PS Ciekawa jestem jak to było u Was, może opowiecie? :)

26 marca 2013

Poniedziałek zyskał po 14, kiedy to listonosz powiedział, że ktoś ładne koty mi poprzyklejał na list. Ja zdziwiona i uradowana - paczka od ulubionej Rodzinki! Mamy już M wyszyte i M drewniane, tak piękne, że cały czas przeze mnie oglądane. Majka w brzuchu podskakuje i też się chyba bardzo raduje (ale rymuję!). Jest coś jeszcze, czego ominąć nie mogę, publicznie składam Kasiu życzenia Tobie! Sto lat :) 




Pozdrawiam,
Katjuszka

25 marca 2013

Zrobiło się dzisiaj słonecznie. Energii jakby więcej. Lubię takie poniedziałki. 




Pozdrawiam,
Katjuszka



24 marca 2013

Posialiście rzeżuchę?  :)


Pozdrawiam,
Katjuszka

Sto lat wyśpiewane. Świętujemy 30 tydzień Majuszki. Obudziła się z nami, zjadła śniadanie, pozowała ze mną do zdjęć, a teraz razem piszemy. Cały czas mam wrażenie, że ona nigdy nie odpoczywa z wyjątkiem nocy, albo to ja mam taki sen, że nie czuję jej kopniaków. Nie mogę się nadziwić, że zostało już nam tak niewiele czasu w dwupaku i ze wzruszeniem oglądam jaką ta nasza mała dziewuszka wykonała pracę. 






Pozdrawiam,
Katjuszka

PS Ufff, odebrałam miły telefon, prezenty się spodobały.

23 marca 2013

Jak przyjemnie zobaczyć kogoś we fryzurze o którą pytał jak zrobić kilka tygodni wcześniej. :) 


Pozdrawiam,
Katjuszka

Zabawa z filcem zakończona, ale nie tak ostatecznie. Prezent dla Dziadka Poślubionego gotowy i razem z fartuchem Babci Poślubionego już są na Śląsku. Z niecierpliwością czekam na telefon czy się podoba. 








Pozdrawiam,
Katjuszka

22 marca 2013

Kolejne piątkowe łowy udane. Coś dla Mai i dla prawie mamy. Kosz dla maleństw mogłabym przeglądać codziennie. Wciąż się dziwie, że inni nie biorą tych rzeczy i zostawiają je dla nas. :) 

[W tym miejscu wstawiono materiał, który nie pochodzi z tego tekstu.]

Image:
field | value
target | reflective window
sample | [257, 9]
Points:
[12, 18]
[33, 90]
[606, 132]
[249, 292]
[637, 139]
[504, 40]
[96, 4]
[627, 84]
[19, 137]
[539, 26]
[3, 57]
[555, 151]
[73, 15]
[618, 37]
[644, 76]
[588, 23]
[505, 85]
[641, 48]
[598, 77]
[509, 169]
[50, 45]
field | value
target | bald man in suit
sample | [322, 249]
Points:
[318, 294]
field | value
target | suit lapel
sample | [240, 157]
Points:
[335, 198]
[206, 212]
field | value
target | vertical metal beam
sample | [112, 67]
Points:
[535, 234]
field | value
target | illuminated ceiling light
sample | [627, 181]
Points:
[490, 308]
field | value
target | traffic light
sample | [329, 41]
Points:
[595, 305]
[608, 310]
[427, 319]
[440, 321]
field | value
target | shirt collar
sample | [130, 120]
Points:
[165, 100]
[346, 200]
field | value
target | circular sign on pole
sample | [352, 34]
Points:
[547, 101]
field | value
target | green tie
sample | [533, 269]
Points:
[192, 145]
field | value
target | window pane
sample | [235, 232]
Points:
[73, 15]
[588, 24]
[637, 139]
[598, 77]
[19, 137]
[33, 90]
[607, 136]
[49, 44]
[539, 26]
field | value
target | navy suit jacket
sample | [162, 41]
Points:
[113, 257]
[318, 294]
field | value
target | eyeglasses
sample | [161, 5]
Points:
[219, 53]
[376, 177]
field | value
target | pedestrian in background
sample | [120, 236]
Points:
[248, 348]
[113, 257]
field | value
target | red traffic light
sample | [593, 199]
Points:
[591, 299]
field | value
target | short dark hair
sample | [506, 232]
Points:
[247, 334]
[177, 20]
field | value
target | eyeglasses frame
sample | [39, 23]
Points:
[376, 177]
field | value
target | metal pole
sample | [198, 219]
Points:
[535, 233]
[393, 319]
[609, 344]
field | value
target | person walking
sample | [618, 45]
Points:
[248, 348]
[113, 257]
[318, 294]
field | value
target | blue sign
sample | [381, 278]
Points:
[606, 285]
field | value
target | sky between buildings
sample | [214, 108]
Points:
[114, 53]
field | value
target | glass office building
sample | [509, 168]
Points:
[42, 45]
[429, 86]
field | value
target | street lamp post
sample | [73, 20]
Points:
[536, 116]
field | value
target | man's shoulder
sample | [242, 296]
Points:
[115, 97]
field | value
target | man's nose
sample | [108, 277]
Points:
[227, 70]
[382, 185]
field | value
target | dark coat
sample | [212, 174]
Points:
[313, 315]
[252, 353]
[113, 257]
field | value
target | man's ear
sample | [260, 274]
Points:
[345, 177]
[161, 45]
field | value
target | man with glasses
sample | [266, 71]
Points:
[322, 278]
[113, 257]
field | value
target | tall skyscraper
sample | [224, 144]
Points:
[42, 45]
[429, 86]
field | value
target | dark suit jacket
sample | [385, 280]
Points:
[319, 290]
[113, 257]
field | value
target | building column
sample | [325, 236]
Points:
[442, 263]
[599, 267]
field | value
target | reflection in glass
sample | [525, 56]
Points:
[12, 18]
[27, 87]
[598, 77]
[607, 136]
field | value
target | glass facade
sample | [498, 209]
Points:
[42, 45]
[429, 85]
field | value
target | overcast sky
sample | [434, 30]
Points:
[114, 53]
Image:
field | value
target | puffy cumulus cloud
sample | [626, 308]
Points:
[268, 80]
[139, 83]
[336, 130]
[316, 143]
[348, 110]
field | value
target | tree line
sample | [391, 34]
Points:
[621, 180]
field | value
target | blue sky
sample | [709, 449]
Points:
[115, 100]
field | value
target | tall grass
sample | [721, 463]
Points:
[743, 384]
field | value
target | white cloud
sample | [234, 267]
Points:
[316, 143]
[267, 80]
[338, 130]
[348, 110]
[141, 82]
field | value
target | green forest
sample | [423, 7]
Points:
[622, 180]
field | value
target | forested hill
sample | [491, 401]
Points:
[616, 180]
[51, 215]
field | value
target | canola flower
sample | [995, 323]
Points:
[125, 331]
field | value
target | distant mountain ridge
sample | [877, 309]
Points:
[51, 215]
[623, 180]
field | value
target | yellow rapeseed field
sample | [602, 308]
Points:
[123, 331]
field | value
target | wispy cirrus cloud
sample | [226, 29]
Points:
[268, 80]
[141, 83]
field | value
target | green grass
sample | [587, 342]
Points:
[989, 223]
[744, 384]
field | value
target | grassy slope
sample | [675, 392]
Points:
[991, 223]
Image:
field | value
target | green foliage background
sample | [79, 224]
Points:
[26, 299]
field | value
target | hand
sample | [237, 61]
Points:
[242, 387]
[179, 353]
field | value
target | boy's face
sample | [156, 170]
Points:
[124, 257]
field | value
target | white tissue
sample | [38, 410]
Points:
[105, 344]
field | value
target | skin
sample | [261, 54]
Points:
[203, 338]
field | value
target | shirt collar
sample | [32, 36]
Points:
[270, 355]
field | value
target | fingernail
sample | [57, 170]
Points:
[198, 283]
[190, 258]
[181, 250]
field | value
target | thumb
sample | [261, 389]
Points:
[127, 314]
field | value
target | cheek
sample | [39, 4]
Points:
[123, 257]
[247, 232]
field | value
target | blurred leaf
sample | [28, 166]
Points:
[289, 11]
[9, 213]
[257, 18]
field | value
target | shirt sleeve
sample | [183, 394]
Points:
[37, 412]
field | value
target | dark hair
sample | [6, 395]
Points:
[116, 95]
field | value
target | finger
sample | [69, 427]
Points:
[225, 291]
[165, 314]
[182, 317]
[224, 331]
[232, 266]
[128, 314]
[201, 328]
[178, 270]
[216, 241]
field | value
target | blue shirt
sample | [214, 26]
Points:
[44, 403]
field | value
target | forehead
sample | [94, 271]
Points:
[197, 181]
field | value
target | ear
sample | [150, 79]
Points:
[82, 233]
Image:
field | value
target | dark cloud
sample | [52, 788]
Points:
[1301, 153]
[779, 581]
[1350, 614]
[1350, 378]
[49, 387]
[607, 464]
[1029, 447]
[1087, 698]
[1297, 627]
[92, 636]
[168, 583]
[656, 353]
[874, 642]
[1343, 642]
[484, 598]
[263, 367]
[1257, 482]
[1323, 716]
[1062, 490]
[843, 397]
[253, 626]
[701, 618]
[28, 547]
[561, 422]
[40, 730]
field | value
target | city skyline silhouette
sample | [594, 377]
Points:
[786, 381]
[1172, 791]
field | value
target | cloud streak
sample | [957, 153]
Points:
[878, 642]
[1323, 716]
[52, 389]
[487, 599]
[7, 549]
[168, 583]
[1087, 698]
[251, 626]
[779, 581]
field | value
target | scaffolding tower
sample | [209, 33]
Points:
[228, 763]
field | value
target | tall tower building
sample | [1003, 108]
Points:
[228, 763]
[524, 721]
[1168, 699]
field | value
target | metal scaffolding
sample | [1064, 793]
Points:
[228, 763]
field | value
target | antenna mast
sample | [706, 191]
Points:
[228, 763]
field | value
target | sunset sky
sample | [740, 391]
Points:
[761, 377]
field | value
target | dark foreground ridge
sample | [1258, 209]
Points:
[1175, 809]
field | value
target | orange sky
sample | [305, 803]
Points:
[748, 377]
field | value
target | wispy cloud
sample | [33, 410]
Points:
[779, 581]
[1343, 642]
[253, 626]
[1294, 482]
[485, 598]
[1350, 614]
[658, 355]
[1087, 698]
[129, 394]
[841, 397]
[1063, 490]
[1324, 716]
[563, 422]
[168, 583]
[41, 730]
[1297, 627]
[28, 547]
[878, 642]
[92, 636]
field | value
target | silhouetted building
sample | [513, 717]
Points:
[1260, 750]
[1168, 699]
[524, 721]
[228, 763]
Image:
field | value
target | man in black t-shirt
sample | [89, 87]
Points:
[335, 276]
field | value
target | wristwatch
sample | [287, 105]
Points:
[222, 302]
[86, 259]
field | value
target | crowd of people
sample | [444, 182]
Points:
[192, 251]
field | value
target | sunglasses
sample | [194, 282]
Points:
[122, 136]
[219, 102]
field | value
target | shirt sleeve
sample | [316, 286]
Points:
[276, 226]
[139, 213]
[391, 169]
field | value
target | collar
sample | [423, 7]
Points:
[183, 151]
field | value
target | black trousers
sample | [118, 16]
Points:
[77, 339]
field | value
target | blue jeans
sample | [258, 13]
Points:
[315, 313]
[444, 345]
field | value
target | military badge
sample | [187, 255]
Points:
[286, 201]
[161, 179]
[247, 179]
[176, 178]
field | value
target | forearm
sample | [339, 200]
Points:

Gimnastyką zawiedziona, za mało dynamicznie, a prowadząca anemiczna. 

Pozdrawiam,
Katjuszka

21 marca 2013

Uczciłam pierwszy dzień wiosny nowym cebulkowym zakupem i kwiecistą broszką. 
Jestem podekscytowana. Dzisiaj gimnastyka dla prawie mam!  



Pozdrawiam,
Katjuszka


20 marca 2013

84, 87, 89, 91 centymetrów. Mój obwód brzucha a tymczasowego domu Majki rośnie każdego dnia, a mizianie go różnymi specyfikami było tradycją od samego początku. Początkowo miziałam zwykłym balsamem, a wieczorem po pierwszej wizycie lekarskiej, kiedy to było pewne, że ktoś tam sobie pomieszkuje zaczęłam smarowanie oliwką. Przez pierwsze miesiące przyjemności związane z brzuchowym mizianiem miały miejsce tylko wieczorem, od piątego miesiące rozpieszczam się i miziam dwa razy dziennie, a czasami (a co tam!) nawet trzy. Rozpieszczam nie tylko brzuch, ale też wystające części górne i dolne. Ile razy myślałam, że jeśli nasze lustro jest lustrem weneckim, ktoś tam za nim ma niezły ze mnie ubaw. Oliwka nie wystarczała, ja chciałam coś z brzuchatą panią na etykiecie i coś polecanego przez wiele kobiet. W pracy słyszałam tylko jedno Fissan, ale zadając o niego pytania zawsze otrzymywałam jedną odpowiedź - wycofany z produkcji. A niech to! No cóż, musiałam szukać dalej.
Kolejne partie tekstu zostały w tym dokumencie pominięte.